Pour en revenir au calendrier, les anciens égyptiens étaient aussi conscients qu’ils perdaient un quart de jour par an, perdant près d’un mois par siècle. Mais ils ne le corrigèrent pas comme nous le faisons en créant des années bissextiles. Ce qui fait que le calendrier solaire ne correspondait plus au calendrier civil. Cependant, ils remarquèrent que tous les 1460 ans les deux calendriers coïncidaient. Il me fallait trouver un roi qui aurait bénéficié du retour de l’inondation (donc du retour de Sekhmet) lorsque le calendrier civil avait coïncidé avec le calendrier solaire.

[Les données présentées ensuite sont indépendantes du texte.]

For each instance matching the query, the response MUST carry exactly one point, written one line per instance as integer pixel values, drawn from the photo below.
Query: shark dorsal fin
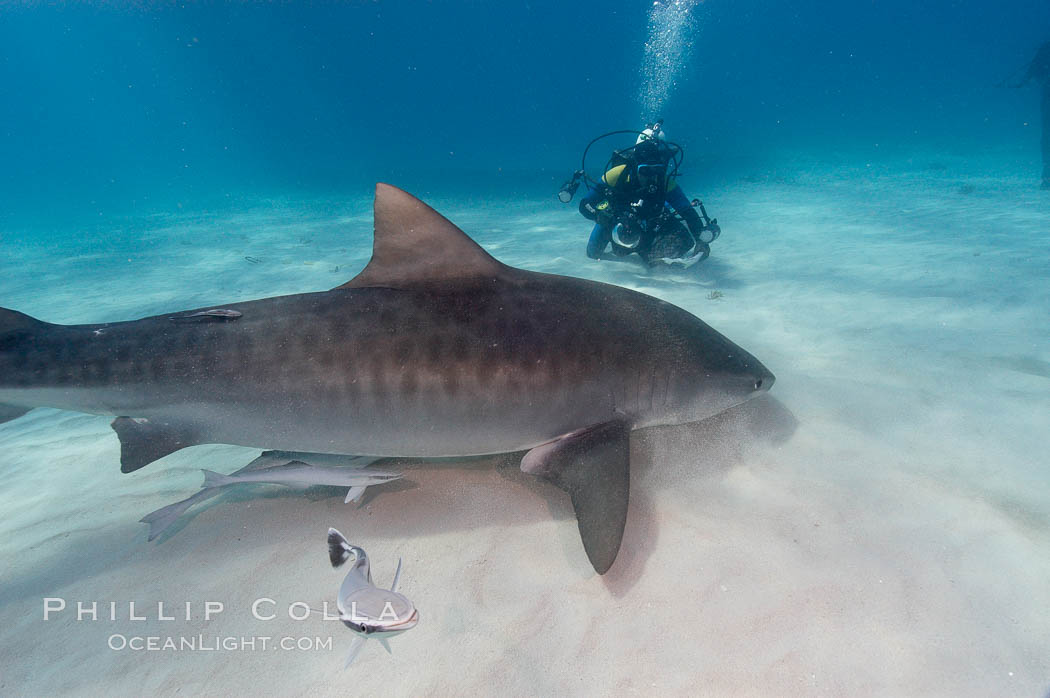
(416, 245)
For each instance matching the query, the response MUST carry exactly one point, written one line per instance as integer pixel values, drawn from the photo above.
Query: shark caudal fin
(593, 466)
(212, 479)
(339, 550)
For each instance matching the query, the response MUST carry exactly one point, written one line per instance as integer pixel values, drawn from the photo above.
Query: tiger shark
(435, 349)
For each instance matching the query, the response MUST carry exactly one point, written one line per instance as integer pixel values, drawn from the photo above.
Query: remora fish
(434, 350)
(297, 472)
(371, 612)
(162, 519)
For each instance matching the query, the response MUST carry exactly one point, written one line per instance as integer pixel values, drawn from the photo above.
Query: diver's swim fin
(593, 466)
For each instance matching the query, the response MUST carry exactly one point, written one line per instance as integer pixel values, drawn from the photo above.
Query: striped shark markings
(436, 349)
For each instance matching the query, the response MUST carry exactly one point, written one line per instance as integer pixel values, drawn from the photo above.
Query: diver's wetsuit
(1038, 69)
(616, 188)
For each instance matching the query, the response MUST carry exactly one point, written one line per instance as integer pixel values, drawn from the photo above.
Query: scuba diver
(1038, 69)
(638, 207)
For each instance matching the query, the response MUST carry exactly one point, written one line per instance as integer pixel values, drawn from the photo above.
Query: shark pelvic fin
(144, 441)
(593, 466)
(416, 245)
(355, 648)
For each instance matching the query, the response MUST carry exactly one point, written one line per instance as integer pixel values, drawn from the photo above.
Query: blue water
(878, 525)
(111, 110)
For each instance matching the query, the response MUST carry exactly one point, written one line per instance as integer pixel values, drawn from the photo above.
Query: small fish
(371, 612)
(214, 315)
(161, 520)
(298, 472)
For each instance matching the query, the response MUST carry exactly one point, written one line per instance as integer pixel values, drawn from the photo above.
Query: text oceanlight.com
(121, 642)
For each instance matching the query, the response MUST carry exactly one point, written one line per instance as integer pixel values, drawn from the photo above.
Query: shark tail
(339, 550)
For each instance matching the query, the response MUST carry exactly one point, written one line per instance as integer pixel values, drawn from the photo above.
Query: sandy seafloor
(879, 524)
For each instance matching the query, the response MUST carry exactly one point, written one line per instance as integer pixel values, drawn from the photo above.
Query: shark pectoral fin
(593, 466)
(144, 441)
(7, 413)
(162, 519)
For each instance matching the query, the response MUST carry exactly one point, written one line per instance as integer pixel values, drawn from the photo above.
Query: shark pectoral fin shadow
(593, 466)
(144, 441)
(8, 413)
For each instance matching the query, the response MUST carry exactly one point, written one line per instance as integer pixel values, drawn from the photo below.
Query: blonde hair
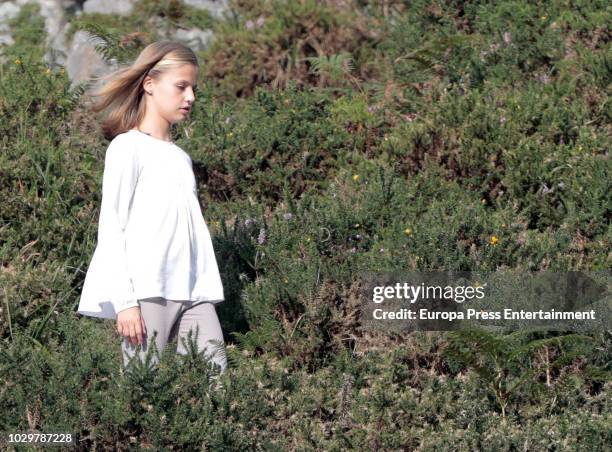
(121, 91)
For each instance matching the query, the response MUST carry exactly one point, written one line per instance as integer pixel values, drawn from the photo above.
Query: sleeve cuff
(125, 305)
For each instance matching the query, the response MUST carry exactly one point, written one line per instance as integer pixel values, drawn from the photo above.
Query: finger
(133, 333)
(139, 332)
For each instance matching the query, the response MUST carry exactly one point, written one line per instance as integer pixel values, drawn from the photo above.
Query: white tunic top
(152, 238)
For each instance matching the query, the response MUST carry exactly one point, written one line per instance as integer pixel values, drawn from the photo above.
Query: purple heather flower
(262, 236)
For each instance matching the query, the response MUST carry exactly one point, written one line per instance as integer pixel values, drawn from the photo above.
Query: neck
(159, 129)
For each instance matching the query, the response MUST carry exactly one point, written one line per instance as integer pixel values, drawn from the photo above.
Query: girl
(154, 268)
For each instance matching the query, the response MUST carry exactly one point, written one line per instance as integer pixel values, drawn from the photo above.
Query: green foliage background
(332, 139)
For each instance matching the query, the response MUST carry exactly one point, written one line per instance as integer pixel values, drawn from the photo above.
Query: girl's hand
(130, 324)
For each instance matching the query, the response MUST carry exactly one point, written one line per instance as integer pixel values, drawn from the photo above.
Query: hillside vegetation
(329, 139)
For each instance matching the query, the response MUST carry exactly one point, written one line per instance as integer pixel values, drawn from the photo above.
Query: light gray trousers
(169, 318)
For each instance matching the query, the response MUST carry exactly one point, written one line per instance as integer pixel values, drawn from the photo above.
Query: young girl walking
(154, 269)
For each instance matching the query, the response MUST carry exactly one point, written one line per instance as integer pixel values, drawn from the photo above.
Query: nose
(190, 95)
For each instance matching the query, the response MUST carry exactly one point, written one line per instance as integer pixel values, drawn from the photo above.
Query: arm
(121, 170)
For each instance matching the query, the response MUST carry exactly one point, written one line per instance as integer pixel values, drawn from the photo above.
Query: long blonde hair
(121, 91)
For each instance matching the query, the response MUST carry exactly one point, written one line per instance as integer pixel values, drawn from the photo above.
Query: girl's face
(173, 94)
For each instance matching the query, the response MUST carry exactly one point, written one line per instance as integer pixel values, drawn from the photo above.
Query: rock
(123, 8)
(195, 38)
(83, 61)
(216, 8)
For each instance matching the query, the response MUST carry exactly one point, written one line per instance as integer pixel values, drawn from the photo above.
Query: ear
(147, 83)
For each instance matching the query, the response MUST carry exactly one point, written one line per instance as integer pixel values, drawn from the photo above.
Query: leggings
(169, 317)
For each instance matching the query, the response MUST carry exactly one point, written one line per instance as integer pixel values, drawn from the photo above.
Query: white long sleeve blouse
(152, 238)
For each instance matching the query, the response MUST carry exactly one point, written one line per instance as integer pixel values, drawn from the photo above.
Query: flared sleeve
(121, 170)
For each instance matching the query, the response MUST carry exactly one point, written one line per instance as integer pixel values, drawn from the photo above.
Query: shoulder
(122, 147)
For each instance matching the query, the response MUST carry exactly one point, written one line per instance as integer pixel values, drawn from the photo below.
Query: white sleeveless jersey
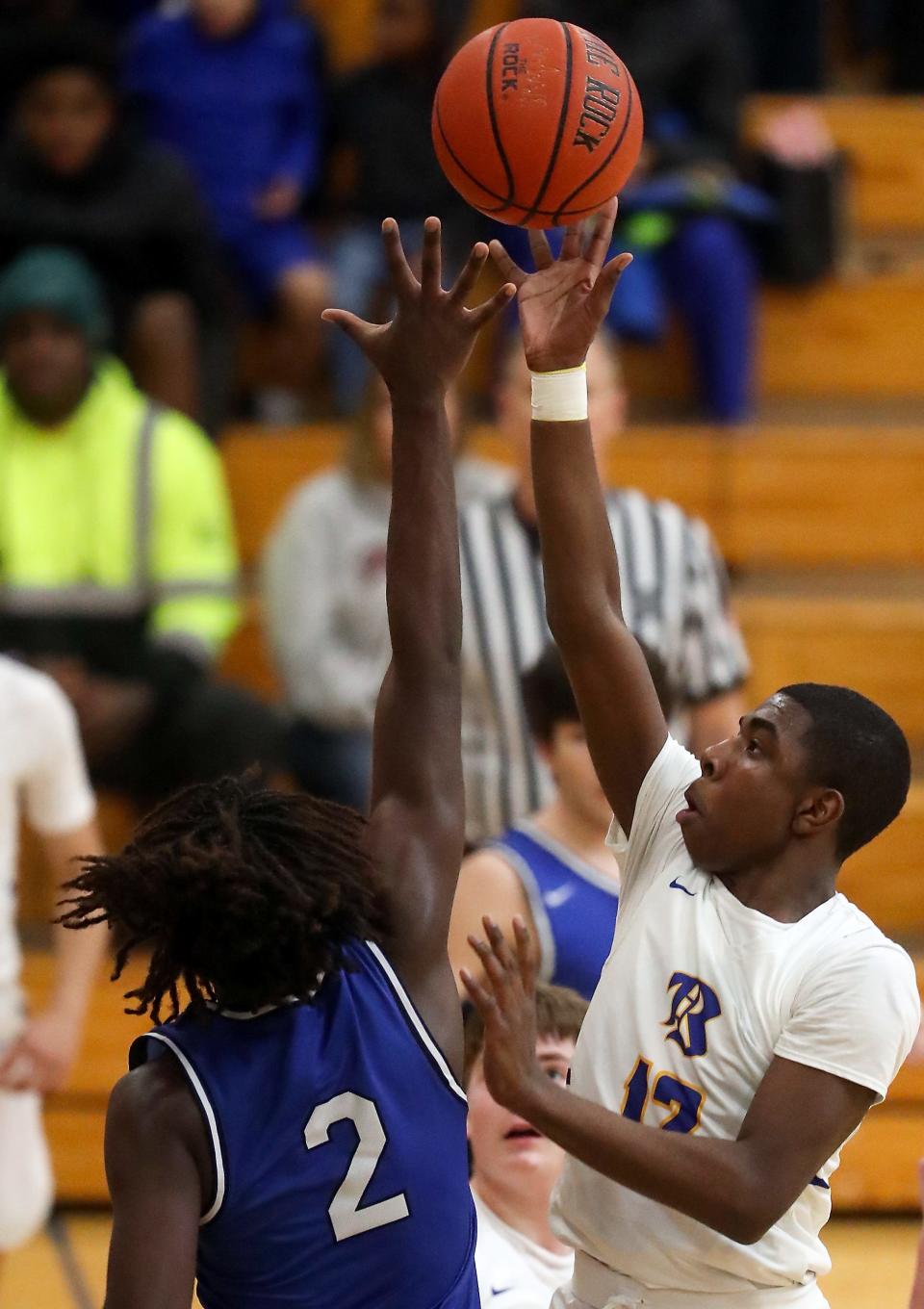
(697, 998)
(515, 1272)
(40, 773)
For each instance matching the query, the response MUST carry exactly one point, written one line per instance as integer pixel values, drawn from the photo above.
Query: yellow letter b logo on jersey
(693, 1007)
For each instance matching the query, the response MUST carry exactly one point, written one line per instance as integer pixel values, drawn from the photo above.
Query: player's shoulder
(850, 944)
(29, 695)
(490, 867)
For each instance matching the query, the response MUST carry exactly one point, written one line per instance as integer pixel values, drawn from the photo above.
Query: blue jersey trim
(580, 867)
(211, 1122)
(530, 887)
(417, 1022)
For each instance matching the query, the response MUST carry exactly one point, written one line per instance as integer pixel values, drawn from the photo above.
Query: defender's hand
(564, 301)
(425, 346)
(505, 1000)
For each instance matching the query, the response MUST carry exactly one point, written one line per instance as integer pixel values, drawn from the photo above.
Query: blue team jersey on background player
(341, 1157)
(572, 904)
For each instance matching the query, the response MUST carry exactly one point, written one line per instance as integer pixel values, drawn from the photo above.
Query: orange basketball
(537, 122)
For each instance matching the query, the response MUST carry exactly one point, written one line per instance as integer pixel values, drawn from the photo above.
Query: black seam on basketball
(563, 116)
(492, 116)
(495, 195)
(562, 213)
(459, 166)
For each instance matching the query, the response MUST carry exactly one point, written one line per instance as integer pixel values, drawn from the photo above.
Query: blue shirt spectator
(244, 110)
(236, 88)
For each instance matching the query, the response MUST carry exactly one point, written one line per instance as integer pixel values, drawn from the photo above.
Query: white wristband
(560, 397)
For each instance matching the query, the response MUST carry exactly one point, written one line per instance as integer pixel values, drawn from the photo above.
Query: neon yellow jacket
(120, 511)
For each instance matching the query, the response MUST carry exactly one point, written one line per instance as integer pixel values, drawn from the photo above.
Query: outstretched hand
(564, 301)
(505, 999)
(428, 342)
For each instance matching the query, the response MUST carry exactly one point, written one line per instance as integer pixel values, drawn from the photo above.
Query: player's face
(65, 116)
(572, 770)
(47, 364)
(224, 18)
(741, 813)
(606, 402)
(506, 1152)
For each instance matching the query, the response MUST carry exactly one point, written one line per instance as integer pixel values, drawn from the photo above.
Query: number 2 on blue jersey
(683, 1101)
(346, 1214)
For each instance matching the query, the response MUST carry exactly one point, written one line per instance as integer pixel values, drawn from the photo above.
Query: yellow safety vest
(122, 509)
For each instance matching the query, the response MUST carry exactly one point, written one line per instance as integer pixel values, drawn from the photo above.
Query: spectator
(324, 603)
(515, 1169)
(384, 161)
(42, 770)
(688, 61)
(116, 555)
(553, 868)
(674, 599)
(72, 173)
(236, 88)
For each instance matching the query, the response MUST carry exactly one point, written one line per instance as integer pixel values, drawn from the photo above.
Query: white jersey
(515, 1272)
(42, 774)
(698, 996)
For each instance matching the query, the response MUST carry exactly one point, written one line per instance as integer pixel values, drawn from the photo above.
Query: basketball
(537, 123)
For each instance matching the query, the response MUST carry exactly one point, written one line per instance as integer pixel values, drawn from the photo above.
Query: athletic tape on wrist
(560, 397)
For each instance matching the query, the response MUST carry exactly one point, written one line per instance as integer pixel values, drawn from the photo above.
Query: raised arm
(562, 306)
(417, 822)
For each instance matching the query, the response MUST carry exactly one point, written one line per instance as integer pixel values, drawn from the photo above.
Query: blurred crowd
(171, 171)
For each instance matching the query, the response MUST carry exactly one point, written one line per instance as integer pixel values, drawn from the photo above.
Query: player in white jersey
(749, 1014)
(519, 1258)
(40, 770)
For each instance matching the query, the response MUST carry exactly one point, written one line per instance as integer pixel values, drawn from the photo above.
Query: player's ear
(818, 810)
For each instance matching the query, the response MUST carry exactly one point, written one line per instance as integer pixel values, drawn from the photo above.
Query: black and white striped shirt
(674, 595)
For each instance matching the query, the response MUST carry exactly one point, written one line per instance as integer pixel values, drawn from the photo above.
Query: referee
(674, 592)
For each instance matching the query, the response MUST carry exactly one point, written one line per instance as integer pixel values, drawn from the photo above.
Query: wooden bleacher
(884, 137)
(782, 501)
(781, 497)
(877, 1171)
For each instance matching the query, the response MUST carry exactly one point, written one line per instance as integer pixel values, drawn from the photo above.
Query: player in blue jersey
(295, 1137)
(553, 868)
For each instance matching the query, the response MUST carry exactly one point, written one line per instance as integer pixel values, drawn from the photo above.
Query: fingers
(601, 235)
(482, 999)
(526, 960)
(505, 266)
(606, 283)
(403, 282)
(431, 258)
(491, 308)
(357, 329)
(574, 240)
(466, 280)
(542, 251)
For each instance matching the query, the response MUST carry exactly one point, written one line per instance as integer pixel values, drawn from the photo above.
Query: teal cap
(61, 283)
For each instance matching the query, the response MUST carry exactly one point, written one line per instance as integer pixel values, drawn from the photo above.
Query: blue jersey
(572, 904)
(339, 1142)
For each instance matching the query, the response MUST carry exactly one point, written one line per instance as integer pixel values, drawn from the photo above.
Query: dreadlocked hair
(243, 894)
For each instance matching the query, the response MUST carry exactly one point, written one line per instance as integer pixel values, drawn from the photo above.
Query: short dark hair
(559, 1012)
(80, 44)
(859, 749)
(244, 894)
(549, 698)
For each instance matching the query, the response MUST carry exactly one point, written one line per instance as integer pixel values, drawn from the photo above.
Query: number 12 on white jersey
(348, 1218)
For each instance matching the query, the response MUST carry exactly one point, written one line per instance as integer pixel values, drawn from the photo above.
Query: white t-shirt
(698, 996)
(515, 1272)
(43, 777)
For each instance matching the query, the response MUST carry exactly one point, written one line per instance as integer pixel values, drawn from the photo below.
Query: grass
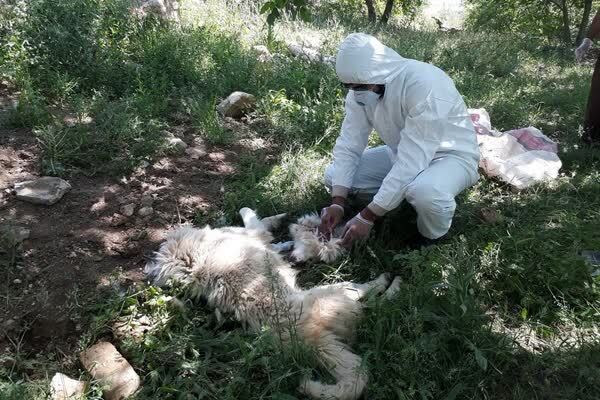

Guidée par des ondes favorables, je découvrais dans les annales de Séthi 1er, le père de Ramsès II, qu’il y avait eu durant son règne un lever héliaque de Sirius, si vous préférez un lever de l’astre Sirius au même moment que celui du soleil.
De plus Séthi voulait dire : celui de Seth.
Incroyable !
Tout s’emboîtait sans le moindre accroc.
Et le plus incroyable encore : le nom de naissance de Séthi 1er était Mérenptah qui signifiait l’aimé de Ptah, l’époux de Sekhmet !
Et la suite vous la connaissez…tout au moins ceux qui ont déjà lu » La Puissante ».
Lorsque j’ai écrit mon roman, je suis passée par des émotions intenses.
Je n’ai à aucun moment adapté l’histoire de l’Egypte à mon roman, c’est mon roman qui découlait de l’histoire de l’Egypte.
Je suis convaincue qu’on… me mettait sur la voie.
Je vous ai livré ma propre aventure d’auteur.